Zij stellen dat de inrichting ontoelaatbaar nadelige gevolgen voor het milieu veroorzaakt. Zij voeren daartoe aan - samengevat weergegeven - dat zij onaanvaardbare stankoverlast ervaren en verder dat het in werking zijn van de inrichting in strijd is met het geldende bestemmingsplan.
Voorts stellen [appellant] en anderen dat de inrichting geheel of gedeeltelijk als verwoest kan worden aangemerkt, omdat deze niet conform de verleende vergunning als pluimveehouderij in werking is.

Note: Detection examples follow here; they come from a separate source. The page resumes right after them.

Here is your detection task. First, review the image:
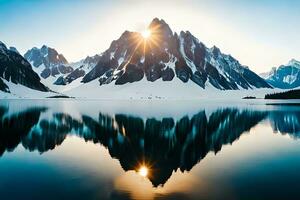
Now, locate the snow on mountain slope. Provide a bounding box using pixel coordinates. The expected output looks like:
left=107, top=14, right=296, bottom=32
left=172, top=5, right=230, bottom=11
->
left=64, top=77, right=281, bottom=100
left=260, top=59, right=300, bottom=89
left=24, top=45, right=99, bottom=92
left=83, top=18, right=271, bottom=90
left=0, top=42, right=48, bottom=93
left=0, top=78, right=58, bottom=99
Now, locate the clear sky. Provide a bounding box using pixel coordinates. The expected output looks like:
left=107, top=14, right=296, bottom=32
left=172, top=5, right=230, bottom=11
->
left=0, top=0, right=300, bottom=72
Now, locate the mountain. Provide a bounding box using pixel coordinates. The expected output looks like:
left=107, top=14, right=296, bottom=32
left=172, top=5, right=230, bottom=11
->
left=24, top=45, right=73, bottom=79
left=82, top=18, right=271, bottom=90
left=260, top=59, right=300, bottom=89
left=54, top=55, right=100, bottom=85
left=0, top=42, right=48, bottom=93
left=24, top=45, right=98, bottom=90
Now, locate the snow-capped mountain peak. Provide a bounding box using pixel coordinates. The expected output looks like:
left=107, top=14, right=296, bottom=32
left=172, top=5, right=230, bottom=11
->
left=78, top=18, right=270, bottom=90
left=287, top=59, right=300, bottom=68
left=260, top=59, right=300, bottom=89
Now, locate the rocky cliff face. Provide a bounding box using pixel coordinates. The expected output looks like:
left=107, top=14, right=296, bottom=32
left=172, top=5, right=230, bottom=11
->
left=260, top=59, right=300, bottom=89
left=0, top=42, right=48, bottom=92
left=82, top=18, right=271, bottom=90
left=24, top=45, right=73, bottom=79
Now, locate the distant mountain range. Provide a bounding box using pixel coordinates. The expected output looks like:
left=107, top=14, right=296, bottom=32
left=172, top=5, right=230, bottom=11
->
left=83, top=18, right=271, bottom=90
left=260, top=59, right=300, bottom=89
left=24, top=45, right=98, bottom=88
left=0, top=42, right=49, bottom=93
left=0, top=18, right=272, bottom=98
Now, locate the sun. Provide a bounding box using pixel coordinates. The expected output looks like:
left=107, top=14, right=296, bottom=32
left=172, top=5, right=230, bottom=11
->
left=139, top=166, right=148, bottom=177
left=142, top=29, right=151, bottom=39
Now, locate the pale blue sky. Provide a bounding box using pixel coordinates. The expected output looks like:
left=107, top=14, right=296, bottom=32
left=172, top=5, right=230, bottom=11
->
left=0, top=0, right=300, bottom=72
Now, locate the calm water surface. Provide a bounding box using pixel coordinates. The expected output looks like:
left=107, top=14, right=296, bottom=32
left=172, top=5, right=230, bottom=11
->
left=0, top=100, right=300, bottom=200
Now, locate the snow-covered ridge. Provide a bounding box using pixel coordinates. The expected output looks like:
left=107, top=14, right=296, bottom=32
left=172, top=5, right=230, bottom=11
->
left=78, top=18, right=271, bottom=90
left=260, top=59, right=300, bottom=89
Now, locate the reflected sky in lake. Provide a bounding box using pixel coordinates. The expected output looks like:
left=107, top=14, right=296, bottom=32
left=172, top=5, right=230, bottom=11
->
left=0, top=100, right=300, bottom=199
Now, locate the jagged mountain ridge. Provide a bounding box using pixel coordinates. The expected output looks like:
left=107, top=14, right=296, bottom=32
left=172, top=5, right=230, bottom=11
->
left=0, top=42, right=48, bottom=92
left=82, top=18, right=271, bottom=90
left=24, top=45, right=99, bottom=88
left=24, top=45, right=73, bottom=79
left=260, top=59, right=300, bottom=89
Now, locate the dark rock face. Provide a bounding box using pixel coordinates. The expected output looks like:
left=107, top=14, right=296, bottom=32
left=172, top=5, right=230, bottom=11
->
left=0, top=78, right=9, bottom=93
left=24, top=45, right=74, bottom=79
left=262, top=59, right=300, bottom=89
left=24, top=45, right=68, bottom=68
left=116, top=64, right=144, bottom=85
left=54, top=68, right=85, bottom=85
left=82, top=18, right=271, bottom=90
left=0, top=43, right=48, bottom=91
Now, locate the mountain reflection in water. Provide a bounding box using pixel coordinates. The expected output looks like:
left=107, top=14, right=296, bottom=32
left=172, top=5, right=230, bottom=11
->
left=0, top=103, right=300, bottom=187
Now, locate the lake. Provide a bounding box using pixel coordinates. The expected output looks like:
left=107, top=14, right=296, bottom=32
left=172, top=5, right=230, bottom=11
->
left=0, top=99, right=300, bottom=200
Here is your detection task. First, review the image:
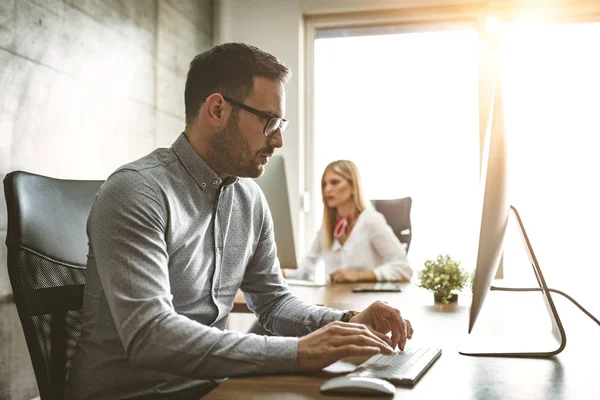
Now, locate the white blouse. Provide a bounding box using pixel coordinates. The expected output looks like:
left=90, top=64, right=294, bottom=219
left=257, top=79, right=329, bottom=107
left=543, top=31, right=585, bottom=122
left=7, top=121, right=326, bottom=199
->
left=286, top=207, right=413, bottom=281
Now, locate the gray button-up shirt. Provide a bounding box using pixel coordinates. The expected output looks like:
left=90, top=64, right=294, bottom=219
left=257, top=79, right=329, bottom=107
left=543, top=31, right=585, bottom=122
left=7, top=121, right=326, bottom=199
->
left=69, top=134, right=341, bottom=399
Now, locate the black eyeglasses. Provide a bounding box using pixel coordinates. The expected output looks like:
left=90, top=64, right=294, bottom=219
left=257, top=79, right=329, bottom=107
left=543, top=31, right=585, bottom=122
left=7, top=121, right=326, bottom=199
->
left=204, top=95, right=289, bottom=137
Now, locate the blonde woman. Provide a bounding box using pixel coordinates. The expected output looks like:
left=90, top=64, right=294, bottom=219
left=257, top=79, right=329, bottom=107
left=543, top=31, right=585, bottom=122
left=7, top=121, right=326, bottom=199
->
left=284, top=160, right=413, bottom=283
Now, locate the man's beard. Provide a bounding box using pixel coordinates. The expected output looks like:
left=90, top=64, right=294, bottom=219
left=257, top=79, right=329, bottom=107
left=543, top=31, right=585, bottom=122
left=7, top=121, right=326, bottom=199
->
left=210, top=114, right=274, bottom=178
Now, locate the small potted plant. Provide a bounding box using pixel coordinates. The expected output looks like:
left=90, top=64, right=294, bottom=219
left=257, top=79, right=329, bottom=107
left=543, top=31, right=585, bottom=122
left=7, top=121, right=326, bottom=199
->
left=417, top=255, right=470, bottom=304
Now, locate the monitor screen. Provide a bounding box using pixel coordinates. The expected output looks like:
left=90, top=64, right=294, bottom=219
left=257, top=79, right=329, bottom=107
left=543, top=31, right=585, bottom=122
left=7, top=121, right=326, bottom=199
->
left=469, top=81, right=510, bottom=333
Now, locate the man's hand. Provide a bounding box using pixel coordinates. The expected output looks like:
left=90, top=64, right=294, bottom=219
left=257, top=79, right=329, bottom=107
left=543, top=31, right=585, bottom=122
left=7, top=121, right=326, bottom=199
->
left=350, top=301, right=414, bottom=350
left=296, top=321, right=393, bottom=372
left=329, top=268, right=359, bottom=283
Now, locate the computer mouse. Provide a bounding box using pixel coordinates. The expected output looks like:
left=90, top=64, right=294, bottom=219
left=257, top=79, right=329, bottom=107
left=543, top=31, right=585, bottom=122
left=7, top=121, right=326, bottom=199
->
left=321, top=376, right=396, bottom=396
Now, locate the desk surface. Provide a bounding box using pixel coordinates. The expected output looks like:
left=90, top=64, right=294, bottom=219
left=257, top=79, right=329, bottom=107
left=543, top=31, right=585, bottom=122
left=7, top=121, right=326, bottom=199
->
left=205, top=284, right=600, bottom=400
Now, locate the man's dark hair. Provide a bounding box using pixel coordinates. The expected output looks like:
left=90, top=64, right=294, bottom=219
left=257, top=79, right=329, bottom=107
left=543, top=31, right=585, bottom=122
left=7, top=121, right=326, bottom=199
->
left=185, top=43, right=290, bottom=123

[appellant] en anderen stellen ook dat de vergunninghouder niet meer degene is die de inrichting drijft. Zij voeren daartoe aan dat de vergunning is verleend aan [vergunninghoudster a] en dat bij brief van 17 december 2008 aan het college is bericht dat [vergunninghoudster] de drijver van de inrichting is.
2.3.1. Bij de beoordeling van de vraag of de vergunning op grond van artikel 8.25, eerste lid, aanhef en onder a, van de Wet milieubeheer kan worden ingetrokken, is slechts aan de orde of de inrichting, zoals die bij besluit van 23 juni 2008 is vergund, ontoelaatbaar nadelige gevolgen voor het milieu veroorzaakt. Dat het in werking zijn van de inrichting in strijd is met het geldende bestemmingsplan speelt, wat daar ook van zij, in deze beoordeling geen rol en is dan ook geen reden om op grond van voormeld artikelonderdeel de vergunning in te trekken.

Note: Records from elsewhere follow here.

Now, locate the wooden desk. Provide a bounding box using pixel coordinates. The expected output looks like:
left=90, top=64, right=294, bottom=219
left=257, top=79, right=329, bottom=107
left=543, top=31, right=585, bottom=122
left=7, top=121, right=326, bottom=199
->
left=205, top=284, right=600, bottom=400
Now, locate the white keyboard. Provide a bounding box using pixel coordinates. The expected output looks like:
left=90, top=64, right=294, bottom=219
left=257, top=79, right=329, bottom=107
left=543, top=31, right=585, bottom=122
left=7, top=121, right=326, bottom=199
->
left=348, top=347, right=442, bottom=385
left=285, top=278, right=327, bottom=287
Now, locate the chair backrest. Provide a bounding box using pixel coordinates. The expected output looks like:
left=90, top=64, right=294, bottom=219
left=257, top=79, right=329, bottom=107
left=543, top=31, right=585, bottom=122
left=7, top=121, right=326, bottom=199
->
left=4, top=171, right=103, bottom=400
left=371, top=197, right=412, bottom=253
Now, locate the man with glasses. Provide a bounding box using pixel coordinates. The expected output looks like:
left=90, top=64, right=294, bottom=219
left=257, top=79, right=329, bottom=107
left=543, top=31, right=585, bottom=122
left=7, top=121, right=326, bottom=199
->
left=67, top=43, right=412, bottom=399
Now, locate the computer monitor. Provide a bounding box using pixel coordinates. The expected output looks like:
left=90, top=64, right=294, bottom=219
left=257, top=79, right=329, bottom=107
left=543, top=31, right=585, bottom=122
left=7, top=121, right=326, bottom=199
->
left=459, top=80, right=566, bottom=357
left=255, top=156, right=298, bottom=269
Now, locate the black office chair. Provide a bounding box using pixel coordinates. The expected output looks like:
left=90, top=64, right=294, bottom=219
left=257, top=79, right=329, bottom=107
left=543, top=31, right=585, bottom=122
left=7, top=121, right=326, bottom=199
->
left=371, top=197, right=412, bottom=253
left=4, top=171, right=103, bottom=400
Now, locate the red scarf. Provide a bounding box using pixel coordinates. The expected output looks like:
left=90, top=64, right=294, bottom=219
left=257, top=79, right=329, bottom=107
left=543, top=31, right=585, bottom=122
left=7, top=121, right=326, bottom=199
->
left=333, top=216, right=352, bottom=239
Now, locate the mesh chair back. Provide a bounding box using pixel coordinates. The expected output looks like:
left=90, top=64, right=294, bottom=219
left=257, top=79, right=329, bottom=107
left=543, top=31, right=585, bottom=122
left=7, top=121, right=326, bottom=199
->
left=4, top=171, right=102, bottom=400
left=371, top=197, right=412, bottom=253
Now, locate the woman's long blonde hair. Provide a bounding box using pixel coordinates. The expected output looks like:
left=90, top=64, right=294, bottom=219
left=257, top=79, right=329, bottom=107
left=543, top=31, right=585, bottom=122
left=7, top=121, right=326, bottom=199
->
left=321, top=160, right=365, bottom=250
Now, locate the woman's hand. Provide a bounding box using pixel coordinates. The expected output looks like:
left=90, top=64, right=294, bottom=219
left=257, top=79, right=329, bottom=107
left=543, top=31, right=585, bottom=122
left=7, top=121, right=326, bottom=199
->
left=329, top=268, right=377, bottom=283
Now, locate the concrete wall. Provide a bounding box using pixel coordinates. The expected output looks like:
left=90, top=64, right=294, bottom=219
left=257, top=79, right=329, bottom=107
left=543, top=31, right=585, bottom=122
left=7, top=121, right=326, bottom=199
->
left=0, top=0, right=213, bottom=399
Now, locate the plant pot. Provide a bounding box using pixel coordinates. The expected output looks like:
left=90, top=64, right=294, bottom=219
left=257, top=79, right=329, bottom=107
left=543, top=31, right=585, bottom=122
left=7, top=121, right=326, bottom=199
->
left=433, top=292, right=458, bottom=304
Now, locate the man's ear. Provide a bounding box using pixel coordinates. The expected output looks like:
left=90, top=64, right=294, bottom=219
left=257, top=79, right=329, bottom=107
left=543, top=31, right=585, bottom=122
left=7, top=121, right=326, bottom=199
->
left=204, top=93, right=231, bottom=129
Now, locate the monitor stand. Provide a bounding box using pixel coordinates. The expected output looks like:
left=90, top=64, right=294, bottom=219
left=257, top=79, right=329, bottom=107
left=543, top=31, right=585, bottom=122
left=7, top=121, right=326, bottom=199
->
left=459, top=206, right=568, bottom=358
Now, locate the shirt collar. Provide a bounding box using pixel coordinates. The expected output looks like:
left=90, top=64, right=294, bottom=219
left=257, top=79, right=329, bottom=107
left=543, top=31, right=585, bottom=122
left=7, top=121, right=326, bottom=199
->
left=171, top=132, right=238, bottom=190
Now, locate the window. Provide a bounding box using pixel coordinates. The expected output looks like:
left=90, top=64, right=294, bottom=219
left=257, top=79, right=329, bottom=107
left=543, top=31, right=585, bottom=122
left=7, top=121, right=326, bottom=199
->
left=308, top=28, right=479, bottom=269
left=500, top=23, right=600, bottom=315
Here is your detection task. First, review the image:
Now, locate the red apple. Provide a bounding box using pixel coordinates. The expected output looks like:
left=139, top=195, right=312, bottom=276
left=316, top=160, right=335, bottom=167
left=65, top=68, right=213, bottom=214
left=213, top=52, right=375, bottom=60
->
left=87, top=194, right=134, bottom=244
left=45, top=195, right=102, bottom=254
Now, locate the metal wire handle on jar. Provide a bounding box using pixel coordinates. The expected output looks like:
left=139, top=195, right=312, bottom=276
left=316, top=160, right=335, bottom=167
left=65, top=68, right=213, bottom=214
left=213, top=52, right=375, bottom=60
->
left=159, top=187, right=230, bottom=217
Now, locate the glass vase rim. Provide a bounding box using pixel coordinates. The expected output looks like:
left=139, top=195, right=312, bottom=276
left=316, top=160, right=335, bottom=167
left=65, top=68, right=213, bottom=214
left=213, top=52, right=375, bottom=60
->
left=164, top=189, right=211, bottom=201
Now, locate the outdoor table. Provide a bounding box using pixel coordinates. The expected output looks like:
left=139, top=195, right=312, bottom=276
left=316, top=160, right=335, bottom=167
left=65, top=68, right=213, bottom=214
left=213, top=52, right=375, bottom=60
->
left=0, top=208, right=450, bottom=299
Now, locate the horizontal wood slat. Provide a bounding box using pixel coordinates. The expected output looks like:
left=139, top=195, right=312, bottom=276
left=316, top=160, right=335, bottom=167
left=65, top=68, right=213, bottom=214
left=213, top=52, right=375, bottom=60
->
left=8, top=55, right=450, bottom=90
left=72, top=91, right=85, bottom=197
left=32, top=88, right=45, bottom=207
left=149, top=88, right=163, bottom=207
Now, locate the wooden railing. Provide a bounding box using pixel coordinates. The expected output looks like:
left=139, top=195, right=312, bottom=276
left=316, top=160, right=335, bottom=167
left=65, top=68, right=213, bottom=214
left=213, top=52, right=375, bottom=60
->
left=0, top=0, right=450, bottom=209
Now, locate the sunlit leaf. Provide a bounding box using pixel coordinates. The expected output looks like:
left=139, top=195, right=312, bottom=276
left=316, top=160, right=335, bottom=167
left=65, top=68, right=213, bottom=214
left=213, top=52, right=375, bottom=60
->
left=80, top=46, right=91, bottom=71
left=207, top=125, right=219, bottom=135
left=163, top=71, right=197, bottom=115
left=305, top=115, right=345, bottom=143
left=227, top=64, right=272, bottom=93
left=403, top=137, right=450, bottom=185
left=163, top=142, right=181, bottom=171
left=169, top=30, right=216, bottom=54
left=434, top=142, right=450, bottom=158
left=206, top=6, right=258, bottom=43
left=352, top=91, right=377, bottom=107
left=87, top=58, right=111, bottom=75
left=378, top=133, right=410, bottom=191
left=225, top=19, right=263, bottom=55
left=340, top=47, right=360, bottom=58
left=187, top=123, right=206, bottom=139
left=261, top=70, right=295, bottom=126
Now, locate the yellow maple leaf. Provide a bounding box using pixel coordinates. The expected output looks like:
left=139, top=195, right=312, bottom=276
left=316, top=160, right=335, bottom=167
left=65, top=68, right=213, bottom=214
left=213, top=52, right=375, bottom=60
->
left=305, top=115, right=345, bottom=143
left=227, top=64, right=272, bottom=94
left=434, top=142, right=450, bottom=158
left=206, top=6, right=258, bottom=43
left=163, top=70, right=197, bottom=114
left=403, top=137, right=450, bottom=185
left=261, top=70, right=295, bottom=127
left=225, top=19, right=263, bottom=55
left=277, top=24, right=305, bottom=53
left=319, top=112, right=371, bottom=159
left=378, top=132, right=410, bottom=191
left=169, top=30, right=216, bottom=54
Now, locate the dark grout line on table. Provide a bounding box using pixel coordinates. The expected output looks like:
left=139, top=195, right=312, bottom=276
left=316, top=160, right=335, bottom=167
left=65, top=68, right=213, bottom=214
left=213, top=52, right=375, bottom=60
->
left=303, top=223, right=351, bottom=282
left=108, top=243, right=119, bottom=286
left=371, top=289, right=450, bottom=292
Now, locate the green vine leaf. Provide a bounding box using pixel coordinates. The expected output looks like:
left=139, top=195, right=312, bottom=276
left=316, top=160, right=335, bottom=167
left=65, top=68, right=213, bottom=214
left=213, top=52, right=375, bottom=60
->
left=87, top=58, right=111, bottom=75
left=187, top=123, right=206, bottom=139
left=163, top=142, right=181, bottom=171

[appellant] en anderen stellen dat zij stankoverlast ervaren, maar zij hebben niet aannemelijk gemaakt dat zich in zoverre ontoelaatbare gevolgen voor het milieu voordoen.

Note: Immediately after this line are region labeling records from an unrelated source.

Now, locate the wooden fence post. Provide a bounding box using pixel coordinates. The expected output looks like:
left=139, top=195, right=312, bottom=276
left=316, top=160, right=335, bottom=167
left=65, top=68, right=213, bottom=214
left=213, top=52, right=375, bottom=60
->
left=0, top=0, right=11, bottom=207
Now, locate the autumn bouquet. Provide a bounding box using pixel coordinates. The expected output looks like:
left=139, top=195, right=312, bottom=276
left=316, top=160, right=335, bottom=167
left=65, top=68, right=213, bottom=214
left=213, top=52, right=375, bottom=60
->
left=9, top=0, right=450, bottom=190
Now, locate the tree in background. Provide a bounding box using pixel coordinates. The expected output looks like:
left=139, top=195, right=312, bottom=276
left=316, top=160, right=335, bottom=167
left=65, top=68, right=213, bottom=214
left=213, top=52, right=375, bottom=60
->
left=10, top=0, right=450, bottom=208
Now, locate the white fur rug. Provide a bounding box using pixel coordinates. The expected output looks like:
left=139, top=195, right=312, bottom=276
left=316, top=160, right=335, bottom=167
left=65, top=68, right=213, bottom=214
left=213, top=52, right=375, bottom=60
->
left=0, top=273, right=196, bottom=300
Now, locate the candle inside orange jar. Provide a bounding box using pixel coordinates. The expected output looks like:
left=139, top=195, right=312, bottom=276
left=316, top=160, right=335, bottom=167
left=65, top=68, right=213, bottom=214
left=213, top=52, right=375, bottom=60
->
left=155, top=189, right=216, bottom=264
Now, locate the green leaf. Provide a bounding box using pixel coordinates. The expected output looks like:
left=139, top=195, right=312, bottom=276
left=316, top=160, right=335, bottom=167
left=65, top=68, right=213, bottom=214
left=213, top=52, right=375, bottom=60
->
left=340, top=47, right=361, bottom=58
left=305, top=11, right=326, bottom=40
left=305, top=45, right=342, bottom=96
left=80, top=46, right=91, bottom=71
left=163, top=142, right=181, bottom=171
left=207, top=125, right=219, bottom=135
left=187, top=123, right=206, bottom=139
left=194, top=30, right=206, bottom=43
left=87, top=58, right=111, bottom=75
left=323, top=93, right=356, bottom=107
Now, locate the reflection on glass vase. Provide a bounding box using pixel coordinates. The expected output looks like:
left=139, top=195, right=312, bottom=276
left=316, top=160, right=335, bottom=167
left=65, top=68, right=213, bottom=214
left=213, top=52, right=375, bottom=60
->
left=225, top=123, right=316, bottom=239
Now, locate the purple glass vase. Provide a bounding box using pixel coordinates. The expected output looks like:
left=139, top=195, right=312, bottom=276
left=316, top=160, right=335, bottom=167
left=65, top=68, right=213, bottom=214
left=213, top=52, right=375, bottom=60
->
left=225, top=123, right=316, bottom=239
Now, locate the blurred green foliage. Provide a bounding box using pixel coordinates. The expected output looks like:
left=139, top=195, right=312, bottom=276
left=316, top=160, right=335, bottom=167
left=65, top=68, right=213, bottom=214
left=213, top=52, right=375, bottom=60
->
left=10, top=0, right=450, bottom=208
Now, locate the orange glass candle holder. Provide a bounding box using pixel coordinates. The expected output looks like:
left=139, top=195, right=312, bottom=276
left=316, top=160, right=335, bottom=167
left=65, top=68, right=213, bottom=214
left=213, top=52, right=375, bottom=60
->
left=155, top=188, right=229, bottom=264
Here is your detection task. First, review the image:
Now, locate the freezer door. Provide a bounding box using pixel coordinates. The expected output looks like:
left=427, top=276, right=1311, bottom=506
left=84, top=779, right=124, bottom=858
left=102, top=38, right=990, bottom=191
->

2.3.2. De omstandigheid dat de inrichting niet conform de vergunning als pluimveehouderij in werking zou zijn, maakt niet dat de inrichting geheel of gedeeltelijk is verwoest, en biedt reeds daarom geen grond voor intrekking van de vergunning met toepassing van artikel 8.25, eerste lid, aanhef en onder d, van de Wet milieubeheer.
2.3.3. De vergunning van 23 juni 2008 is verleend aan [vergunninghoudster a] Weliswaar is zij, blijkens de stukken, niet meer degene die de inrichting drijft, maar het gaat hier niet om een geval als aangewezen krachtens artikel 8.20, derde lid, van de Wet milieubeheer. Er is daarom geen grond voor intrekking van de vergunning met toepassing van artikel 8.25, eerste lid, aanhef en onder e, van de Wet milieubeheer.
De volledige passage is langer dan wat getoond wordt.